Comme c’est le cas pour les Suites de Bach, pour interpréter les Suites pour violoncelle seul de Benjamin Britten (1913-1976), il faut une technique infaillible, souple et virtuose, une grande motivation et un profond investissement personnel. Noémi Boutin répond clairement à ces critères et, captée au mieux dans l’acoustique fabuleuse de l’Arsenal de Metz, son interprétation rejoint celles des plus grands. Ce sont des œuvres qui lui tiennent «au corps et à cœur» selon ses propres paroles, et c’est à cause de cette correspondance intime que les partitions se sont imposées à elle comme une évidence pour son tout premier enregistrement solo. Encouragée et formée par des violoncellistes tels Roland Pidoux, Jean-Guihen Queyras, Philippe Muller et Ralph Kirshbaum, Noémi Boutin (née en 1983) s’adonne à la musique pour son instrument de Bach à Lachenmann et, au-delà, à celle de jeunes compositeurs d’aujourd’hui sans craindre de se prêter à des expérimentations artistiques inédites qui mêlent la musique à d’autres arts. Son parcours singulier enrichit son jeu, l’ouvrant à «un champ de sonorités infini» comme l’exigent ces trois Suites exceptionnelles.

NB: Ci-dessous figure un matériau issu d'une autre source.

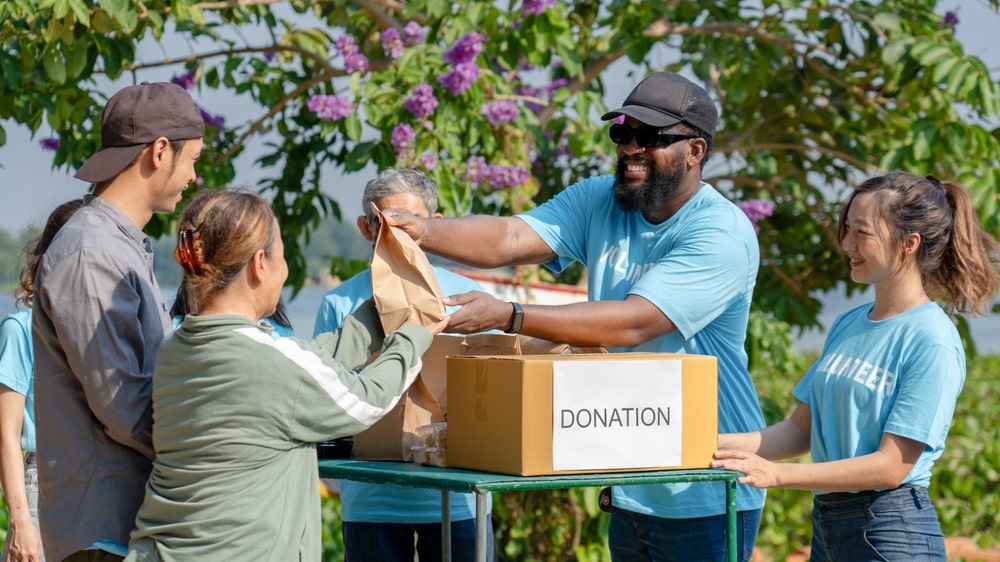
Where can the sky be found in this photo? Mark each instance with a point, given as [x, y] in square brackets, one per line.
[32, 188]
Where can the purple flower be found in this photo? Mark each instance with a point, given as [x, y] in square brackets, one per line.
[421, 101]
[402, 139]
[507, 176]
[214, 121]
[330, 108]
[535, 7]
[392, 43]
[429, 159]
[459, 78]
[186, 80]
[756, 210]
[465, 49]
[49, 143]
[413, 34]
[500, 112]
[354, 61]
[476, 170]
[950, 19]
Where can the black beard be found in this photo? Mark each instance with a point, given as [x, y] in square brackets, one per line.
[661, 185]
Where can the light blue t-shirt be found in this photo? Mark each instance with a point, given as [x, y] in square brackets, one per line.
[699, 268]
[17, 369]
[901, 375]
[384, 503]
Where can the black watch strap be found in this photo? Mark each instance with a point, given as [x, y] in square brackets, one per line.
[516, 320]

Composées en cadeau à Mstislav Rostropovitch, les Suites de Britten devaient être au nombre de six comme celles de Bach, sans pour autant qu’il s’en inspire au-delà du choix de l’instrument et du genre. Le génie de Britten et son langage unique leur assurent, cependant, un souffle, une intensité et une beauté sonore comparables. Britten retient des époques élisabéthaine et baroque les éléments auxquels il est souvent revenu tout au long de son œuvre: la fugue, la chaconne, la passacaille, leground (basse obstinée), et les styles brisé et diminué des luthistes anglais. Le traitement de ces éléments n’en reste jamais à un premier degré, à l’instar des tonalités annoncées, toujours flottantes et ambiguës. L’organisation formelle des trois Suites, de durée égale ou très proche, se fait à chaque fois différente. Trois Cantos viennent en introduction aux trois groupes de deux parties de la Première (1964), avec un Canto quarto en coda au Moto perpetuo final. La Deuxième (1967) comprend cinq parties et la Troisième (1971) neuf. Pour ces dernières, Britten fragmente quatre thèmes de source russe, trois provenant de chansons populaires arrangées par Tchaïkovski, le quatrième celui du Kontakion (hymne funèbre), varié en introduction et déployé en finale.


L’interprétation intensément intériorisée de Noémi Boutin rend pleinement justice à ces œuvres ardues mais expressives qui mettent en valeur tous les registres et les nombreuses possibilités techniques et sonores de son instrument aux timbres richement variés. Elle donne une belle ampleur aux quatre Cantos et au chant éploré du Lamento de la Première Suite, et, sous ses doigts», la Fugue martelée et la Serenata tout en pizzicati atteignent le fantasque. La Marcia aux allures interrompues prend un air stravinskien et le Bordone devient une entêtante fête de sonorités rarement monodiques et presque aussi étonnantes que les sons quasi orchestraux du Moto perpetuo aux tournoiements véloces. Les mêmes qualités de jeu servent la Deuxième, qui exige en permanence un violoncelle dédoublé, en communication ou en concours avec lui-même, cela en particulier pour la Fugue aux rythmes pleins d’esprit. La violoncelliste française saisit pleinement la beauté lyrique et la passion frémissante de la splendide «Ciaccona» acrobatique et virtuose, une des plus belles pages de l’œuvre entière. Son agilité instrumentale met en pleine lumière le traitement original de genres familiers tels la Marche rebelle, la Barcarolle arpégée, la Fugue fantasque, le Moto perpetuo frénétique et le grave chant intérieur de la Passacaille de la Troisième Suite dont, sans pathos superflu, elle capte les poignants états d’âme au travers des neuf parties diversifiées, souvent comparées aux feuillets d’un journal intime.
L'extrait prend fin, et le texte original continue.